Après avoir constaté, avec une surprise certaine, l’extraordinaire décollage qu’avaient déjà connu, depuis 1988, les échanges commerciaux entre l’Allemagne et les dix PECO qui allaient faire leur entrée, en 2004, dans l’Union européenne, nous allons essayer de déterminer le contenu de ces échanges en nous appuyant, encore et toujours, sur le mémoire de maîtrise présenté en 2007 par Julie Lécuyer (lien)
Il nous indique immédiatement ceci :
« Afin de poursuivre leur processus de transition et d’atteindre les exigences de l’acquis communautaire de I’UE, les PECO, malgré leurs différences, ont eu un grand besoin d’équipement industriel et l’Allemagne a su mettre à profit ses exportations à fort contenu industriel en direction de cette région. » (Idem, pages 102-103)
Nous n’avons certes pas oublié qu’à l’inverse, et en enfonçant le clou du Livre blanc sur la réforme du financement de l’économie (1986),réalisé par une équipe dirigée par Jean-Charles Naouri, et préfacé par Pierre Bérégovoy, ministre de l’Économie, des Finances et du Budget, la France s’engageait alors sur la voie d’une rigoureuse inclusion dans la finance internationale qui exigeait d’elle la mise en œuvre d’un franc fort, destructeur à terme, de toute une partie du tissu industriel né de l’immense effort de production engagé, par notre pays, dès les lendemains immédiats de la Seconde Guerre mondiale…

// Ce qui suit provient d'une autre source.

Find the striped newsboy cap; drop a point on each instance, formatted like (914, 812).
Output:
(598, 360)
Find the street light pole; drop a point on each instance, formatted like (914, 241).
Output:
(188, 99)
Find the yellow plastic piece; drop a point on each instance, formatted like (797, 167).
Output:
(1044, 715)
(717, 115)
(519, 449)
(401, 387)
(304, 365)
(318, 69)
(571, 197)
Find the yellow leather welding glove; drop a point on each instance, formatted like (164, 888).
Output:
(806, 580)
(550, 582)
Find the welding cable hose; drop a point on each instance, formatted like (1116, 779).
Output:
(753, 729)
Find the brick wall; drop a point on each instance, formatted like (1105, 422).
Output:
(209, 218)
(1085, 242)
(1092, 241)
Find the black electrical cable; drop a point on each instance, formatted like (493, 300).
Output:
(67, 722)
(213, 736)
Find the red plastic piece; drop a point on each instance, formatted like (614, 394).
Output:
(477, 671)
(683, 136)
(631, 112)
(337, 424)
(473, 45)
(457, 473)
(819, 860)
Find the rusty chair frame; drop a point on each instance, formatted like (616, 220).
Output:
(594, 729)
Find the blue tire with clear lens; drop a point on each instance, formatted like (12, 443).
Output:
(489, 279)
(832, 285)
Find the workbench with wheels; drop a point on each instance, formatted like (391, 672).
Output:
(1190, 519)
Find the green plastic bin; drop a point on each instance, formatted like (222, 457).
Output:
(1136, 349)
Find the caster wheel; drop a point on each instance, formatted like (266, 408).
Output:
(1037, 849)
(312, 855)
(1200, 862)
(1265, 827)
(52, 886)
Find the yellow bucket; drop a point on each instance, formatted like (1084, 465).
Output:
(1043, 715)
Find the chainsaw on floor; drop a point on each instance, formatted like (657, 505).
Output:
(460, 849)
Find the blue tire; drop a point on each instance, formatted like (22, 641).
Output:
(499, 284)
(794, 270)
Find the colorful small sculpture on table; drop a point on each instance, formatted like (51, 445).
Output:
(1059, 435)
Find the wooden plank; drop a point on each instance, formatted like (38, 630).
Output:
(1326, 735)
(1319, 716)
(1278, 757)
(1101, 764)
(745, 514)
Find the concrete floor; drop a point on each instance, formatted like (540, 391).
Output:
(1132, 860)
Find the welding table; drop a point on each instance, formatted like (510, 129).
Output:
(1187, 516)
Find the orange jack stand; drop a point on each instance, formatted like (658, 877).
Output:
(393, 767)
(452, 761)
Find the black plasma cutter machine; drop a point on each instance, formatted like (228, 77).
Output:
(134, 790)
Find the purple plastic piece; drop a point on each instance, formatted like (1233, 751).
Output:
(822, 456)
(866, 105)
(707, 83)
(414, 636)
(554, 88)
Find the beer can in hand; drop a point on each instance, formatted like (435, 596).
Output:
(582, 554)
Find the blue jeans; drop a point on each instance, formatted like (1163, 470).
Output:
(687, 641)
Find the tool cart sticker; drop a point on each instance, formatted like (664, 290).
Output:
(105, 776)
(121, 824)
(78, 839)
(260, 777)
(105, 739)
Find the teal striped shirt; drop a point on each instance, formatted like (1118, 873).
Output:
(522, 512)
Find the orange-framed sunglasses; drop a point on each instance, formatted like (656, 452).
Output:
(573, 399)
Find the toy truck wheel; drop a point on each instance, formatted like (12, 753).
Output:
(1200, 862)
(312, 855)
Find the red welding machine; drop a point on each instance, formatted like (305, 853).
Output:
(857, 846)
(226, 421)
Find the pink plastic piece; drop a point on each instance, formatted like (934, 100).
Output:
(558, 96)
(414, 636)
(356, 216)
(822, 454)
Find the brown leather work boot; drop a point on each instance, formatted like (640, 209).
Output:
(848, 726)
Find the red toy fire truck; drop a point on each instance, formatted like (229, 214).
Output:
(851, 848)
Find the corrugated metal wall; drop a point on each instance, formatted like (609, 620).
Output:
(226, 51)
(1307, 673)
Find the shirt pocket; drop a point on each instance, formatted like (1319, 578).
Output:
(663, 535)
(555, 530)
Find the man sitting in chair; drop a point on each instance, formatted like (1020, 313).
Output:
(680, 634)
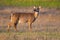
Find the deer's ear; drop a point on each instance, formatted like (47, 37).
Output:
(39, 6)
(34, 7)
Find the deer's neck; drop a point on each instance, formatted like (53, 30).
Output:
(36, 14)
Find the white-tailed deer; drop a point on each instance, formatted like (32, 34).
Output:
(23, 18)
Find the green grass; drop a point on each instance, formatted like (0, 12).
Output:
(46, 3)
(46, 34)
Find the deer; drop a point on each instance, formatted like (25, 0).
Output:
(21, 17)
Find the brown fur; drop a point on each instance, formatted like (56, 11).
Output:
(22, 18)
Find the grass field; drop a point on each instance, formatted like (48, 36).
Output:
(46, 27)
(25, 3)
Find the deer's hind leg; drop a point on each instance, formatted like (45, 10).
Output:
(9, 25)
(30, 23)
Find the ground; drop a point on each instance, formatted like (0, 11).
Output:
(46, 26)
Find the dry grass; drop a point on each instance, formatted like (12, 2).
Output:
(46, 27)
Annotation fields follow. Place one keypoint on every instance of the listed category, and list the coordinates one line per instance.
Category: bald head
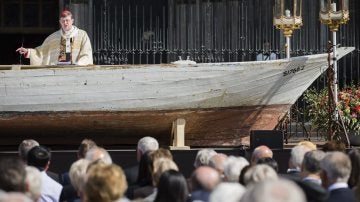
(261, 152)
(205, 178)
(98, 153)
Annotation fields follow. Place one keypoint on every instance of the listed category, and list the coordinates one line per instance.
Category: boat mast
(287, 21)
(333, 17)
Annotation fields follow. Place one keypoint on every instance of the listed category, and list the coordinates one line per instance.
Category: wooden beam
(178, 135)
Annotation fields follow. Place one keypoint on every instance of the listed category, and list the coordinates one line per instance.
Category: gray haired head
(311, 162)
(203, 157)
(25, 146)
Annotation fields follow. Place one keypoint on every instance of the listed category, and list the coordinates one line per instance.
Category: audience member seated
(25, 146)
(24, 149)
(270, 162)
(145, 144)
(203, 157)
(12, 174)
(259, 173)
(144, 176)
(274, 190)
(143, 191)
(13, 197)
(40, 157)
(308, 144)
(98, 153)
(172, 187)
(84, 147)
(203, 181)
(336, 169)
(310, 174)
(105, 183)
(232, 168)
(259, 153)
(160, 166)
(242, 174)
(227, 192)
(217, 162)
(334, 146)
(33, 183)
(77, 174)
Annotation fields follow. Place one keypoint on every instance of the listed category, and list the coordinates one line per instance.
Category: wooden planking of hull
(221, 102)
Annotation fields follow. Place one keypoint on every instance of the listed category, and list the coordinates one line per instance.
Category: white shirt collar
(338, 185)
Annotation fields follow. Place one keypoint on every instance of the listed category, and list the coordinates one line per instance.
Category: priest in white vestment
(69, 45)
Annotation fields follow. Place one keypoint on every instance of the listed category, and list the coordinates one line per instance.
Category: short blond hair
(105, 183)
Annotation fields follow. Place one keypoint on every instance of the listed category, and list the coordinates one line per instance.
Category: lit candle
(287, 13)
(333, 7)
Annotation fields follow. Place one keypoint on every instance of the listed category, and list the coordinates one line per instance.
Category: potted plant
(348, 105)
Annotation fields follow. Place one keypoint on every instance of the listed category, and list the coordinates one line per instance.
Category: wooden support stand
(178, 135)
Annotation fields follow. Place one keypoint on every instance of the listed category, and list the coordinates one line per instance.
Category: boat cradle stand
(178, 135)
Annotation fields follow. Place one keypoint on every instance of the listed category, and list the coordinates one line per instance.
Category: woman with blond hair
(105, 183)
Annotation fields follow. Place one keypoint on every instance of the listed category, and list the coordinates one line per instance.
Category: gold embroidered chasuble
(49, 52)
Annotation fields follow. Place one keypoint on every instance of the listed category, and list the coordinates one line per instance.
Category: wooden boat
(220, 102)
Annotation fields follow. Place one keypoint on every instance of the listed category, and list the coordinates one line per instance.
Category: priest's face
(66, 23)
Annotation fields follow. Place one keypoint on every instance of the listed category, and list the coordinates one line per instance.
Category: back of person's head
(161, 165)
(297, 156)
(311, 161)
(203, 157)
(84, 147)
(334, 146)
(65, 13)
(259, 152)
(232, 168)
(205, 178)
(336, 166)
(105, 183)
(33, 183)
(274, 191)
(39, 157)
(77, 174)
(227, 191)
(270, 162)
(25, 146)
(354, 156)
(242, 174)
(13, 197)
(160, 153)
(217, 162)
(172, 187)
(98, 153)
(12, 174)
(308, 144)
(145, 170)
(259, 173)
(147, 143)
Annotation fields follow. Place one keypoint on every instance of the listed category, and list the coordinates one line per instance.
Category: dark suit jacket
(341, 195)
(314, 192)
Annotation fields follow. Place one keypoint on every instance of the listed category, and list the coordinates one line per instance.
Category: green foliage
(348, 105)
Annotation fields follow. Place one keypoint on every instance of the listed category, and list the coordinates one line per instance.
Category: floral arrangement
(348, 105)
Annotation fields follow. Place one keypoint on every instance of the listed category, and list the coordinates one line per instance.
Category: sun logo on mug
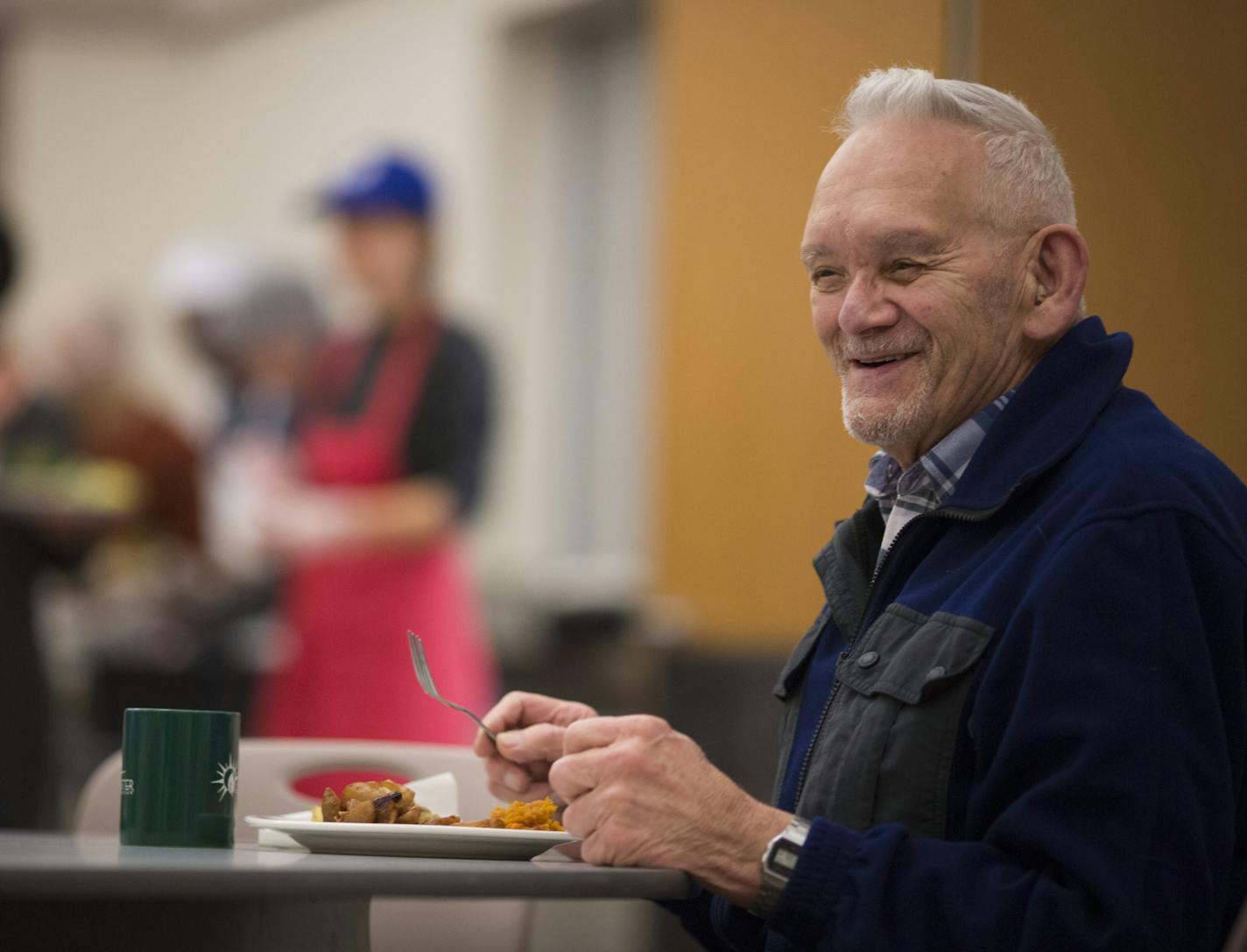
(227, 779)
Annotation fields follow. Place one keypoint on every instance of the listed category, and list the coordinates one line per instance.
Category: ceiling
(180, 15)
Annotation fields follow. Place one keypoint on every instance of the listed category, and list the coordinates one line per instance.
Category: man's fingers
(520, 709)
(575, 775)
(541, 741)
(600, 731)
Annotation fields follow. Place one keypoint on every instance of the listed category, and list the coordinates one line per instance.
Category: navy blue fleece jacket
(1095, 798)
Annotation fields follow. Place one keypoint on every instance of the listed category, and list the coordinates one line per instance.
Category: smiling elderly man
(1020, 722)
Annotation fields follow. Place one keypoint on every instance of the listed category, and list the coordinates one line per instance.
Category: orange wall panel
(753, 466)
(1146, 100)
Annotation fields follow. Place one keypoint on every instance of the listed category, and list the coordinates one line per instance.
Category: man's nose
(865, 307)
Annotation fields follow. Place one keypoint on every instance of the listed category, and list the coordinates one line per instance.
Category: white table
(64, 891)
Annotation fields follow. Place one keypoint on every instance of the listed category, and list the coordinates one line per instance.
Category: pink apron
(349, 611)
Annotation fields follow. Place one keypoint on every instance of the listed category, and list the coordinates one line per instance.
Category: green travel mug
(179, 778)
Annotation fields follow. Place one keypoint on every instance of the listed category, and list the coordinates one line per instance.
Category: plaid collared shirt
(905, 494)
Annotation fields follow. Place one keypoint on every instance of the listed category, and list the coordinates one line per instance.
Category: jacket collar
(1047, 416)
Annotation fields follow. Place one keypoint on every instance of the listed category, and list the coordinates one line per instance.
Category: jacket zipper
(969, 516)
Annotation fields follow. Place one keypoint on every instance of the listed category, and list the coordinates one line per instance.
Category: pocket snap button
(868, 659)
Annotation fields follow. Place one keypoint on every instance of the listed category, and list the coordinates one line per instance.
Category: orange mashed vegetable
(538, 815)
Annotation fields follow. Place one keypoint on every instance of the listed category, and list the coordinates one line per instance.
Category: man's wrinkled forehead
(902, 178)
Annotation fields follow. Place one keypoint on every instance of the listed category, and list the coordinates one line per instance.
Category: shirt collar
(926, 484)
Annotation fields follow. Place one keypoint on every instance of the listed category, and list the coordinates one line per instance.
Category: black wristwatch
(778, 860)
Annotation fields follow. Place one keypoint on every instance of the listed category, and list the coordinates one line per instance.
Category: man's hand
(641, 793)
(529, 729)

Rien que pour nous « amuser » un peu, reprenons ce que disait cet homme dont on connaît maintenant la triste fin qu’il aura choisi de se donner sept ans plus tard (1er mai 1993)…
« Il faut que l’argent soit mobile pour apporter aux prêteurs et aux emprunteurs une liberté de choix et d’arbitrage essentielle à une économie moderne. Si l’argent est plus mobile, son coût devient aussi plus faible, du fait de l’élimination des rentes dont le poids est supporté par les entreprises, les particuliers et l’État. Dès lors, il devient possible de clarifier le rôle de l’État en recentrant ses concours sur les vraies priorités, en premier lieu la recherche et le développement des PME, et en limitant ses interventions réglementaires à l’organisation générale et à la surveillance du marché des capitaux. » (Livre blanc sur la réforme du financement de l’économie, Documentation française, 1986, alinéa 2)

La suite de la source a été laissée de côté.